My mother took great pains when I was about 11 to explain to me exactly what 'good' and 'bad' touches were, how to recognize where a ‘hug’ crosses the line of being merely affectionate. Most importantly, she told me that if ever I felt threatened, no matter who by, I was to come to her and tell her exactly what happened. And she made it clear that it was never my fault.
She has encouraged me all my life to wear whatever I want, her stipulation being that it must be in good taste. Also, that I learn to dress according to the place where I’ll be going. She strongly discouraged wearing jeans to a puja, but not because it was against tradition. Her argument was that wearing it would perhaps offend/ hurt the elders whose puja it was, and I completely endorse that stand. When I have a puja in my own house (again, not my parents’, but my own home) I shall feel free to wear what I please but in somebody else’s house it is only polite to follow their dress code. Yet those who know me personally cannot possibly argue that I am a conservative dresser…

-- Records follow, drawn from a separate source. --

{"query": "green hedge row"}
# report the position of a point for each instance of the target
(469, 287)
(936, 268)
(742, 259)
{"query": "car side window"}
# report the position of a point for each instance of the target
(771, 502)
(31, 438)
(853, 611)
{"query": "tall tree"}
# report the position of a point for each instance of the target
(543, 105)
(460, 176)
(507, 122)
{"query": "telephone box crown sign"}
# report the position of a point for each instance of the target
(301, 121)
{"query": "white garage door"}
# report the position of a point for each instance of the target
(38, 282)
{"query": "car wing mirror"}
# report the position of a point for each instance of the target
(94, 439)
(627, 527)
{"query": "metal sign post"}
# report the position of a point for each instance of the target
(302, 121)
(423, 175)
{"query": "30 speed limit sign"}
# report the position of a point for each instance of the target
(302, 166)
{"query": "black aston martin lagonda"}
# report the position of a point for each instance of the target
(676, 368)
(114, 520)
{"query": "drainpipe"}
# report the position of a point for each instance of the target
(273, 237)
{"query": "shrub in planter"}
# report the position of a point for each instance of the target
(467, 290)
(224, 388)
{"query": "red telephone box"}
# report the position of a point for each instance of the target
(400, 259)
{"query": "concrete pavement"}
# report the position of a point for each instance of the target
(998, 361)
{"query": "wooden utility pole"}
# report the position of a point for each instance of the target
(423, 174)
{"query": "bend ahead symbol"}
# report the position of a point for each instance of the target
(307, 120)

Why am I rambling at length about my mother’s views? Because we will perhaps be lucky enough to guide our children/ nieces and nephews one day and it helps to explain to them that there are perverted creatures around but that there are ways of dealing with them. At the right age, properly explained, this can be the saving of a childhood and I do not use such a dramatic phrase easily. Too many molestations occur because the children do not realize what is happening early enough to run away. Also, given the reaction of Greatbong’s readers (read the comments for that post), I hope we will also have the strength of mind to offer these children our unconditional support if they ever feel the need to come to us. My point being, folks, it’s up to us, innit? We’ve been through it, firsthand and second, so we will perhaps be the best people to fight it.